Toronto International Film Festival: Meet the Monsters

Categories: Film and TV
© 2012 - The Weinstein Company
Joaquin Phoenix in The Master
A critic's report from a film festival like Toronto, where something like 300 features were unveiled from September 6 through 16, can be something like a Rorschach test--or, at least, it can be something like the Rorschach test depicted in Paul Thomas Anderson's TIFF entry, The Master, in which Joaquin Phoenix's Freddie Quell sees in every ink blot a reflection of his own genital fixations. It's definitely possible that my response to the 24 movies I saw at the festival says less about the films themselves than what I was already thinking about anyway. But even with that caveat, it certainly seemed that the festival showcased movies about freedom in its distinctly American, notional "dream" variety -- its global effects in terms of politics, economics, ideology, and control, and its internal promotion and export via commercial movies.

First and foremost, there was The Master, which had its North American premiere the first weekend, setting a bar that nothing I saw after could clear. Haunted by the mythic opulence of mid-century Hollywood, it evokes a Scientology-like cult as a sideshow, convincing followers they can step into movie-like visions of their own past through methods that mimic the method of Stanislavski and Strasberg, brought into the movies of the day by mid-century stars such as Marlon Brando and Marilyn Monroe. It's also a psych exam of a nation fresh off a triumph as superheroes on the international stage, pulling together a dream future in the wake of incomprehensible horrors and unparalleled victory. What happens when you don't, or can't, conform to a collective dream?

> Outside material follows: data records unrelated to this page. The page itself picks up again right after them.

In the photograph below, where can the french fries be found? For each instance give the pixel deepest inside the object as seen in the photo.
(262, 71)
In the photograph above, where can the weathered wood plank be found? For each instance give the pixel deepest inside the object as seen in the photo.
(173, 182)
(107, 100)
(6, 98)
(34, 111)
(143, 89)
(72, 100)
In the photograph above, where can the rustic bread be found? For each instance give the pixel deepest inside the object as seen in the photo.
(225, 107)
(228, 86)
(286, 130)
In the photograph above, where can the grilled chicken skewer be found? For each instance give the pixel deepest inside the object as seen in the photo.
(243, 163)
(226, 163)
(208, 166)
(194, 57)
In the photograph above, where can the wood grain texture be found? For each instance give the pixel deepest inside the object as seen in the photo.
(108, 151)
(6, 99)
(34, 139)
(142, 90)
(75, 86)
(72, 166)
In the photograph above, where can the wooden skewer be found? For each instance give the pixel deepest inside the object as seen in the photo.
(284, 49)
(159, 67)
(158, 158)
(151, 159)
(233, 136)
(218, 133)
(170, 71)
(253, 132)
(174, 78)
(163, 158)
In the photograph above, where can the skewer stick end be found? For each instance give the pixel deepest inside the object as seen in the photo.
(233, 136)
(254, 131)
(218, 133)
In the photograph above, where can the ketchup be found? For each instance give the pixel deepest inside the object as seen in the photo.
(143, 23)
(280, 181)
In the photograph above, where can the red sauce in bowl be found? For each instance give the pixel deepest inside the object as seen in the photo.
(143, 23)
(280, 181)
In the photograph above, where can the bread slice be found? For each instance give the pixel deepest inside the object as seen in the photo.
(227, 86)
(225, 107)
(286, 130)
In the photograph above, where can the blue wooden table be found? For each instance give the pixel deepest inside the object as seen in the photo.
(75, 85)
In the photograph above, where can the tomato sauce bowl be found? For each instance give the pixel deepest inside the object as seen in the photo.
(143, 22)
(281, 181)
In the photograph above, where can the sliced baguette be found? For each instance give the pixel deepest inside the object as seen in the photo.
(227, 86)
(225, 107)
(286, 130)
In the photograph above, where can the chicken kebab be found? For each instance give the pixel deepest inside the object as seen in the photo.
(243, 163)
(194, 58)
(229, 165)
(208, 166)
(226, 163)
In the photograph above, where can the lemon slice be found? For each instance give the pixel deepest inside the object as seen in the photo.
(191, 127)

If The Master is a journey inside a national identity just after that nation has been crowned the kings of the world, the nonfiction hybrid The Last Time I Saw Macao is, perhaps, the inverse: a document of a former colony made by descendants of its former colonizer (Portuguese filmmakers João Pedro Rodrigues and João Rui Guerra da Mata), and a drama about a loss of control. Hollywood's reach is felt here, too: Directly referencing Josef Von Sternberg's Jane Russell-starring Macao and the genre of cabaret noir, it's a travel essay made narrative by the appropriation of tropes of classic movies.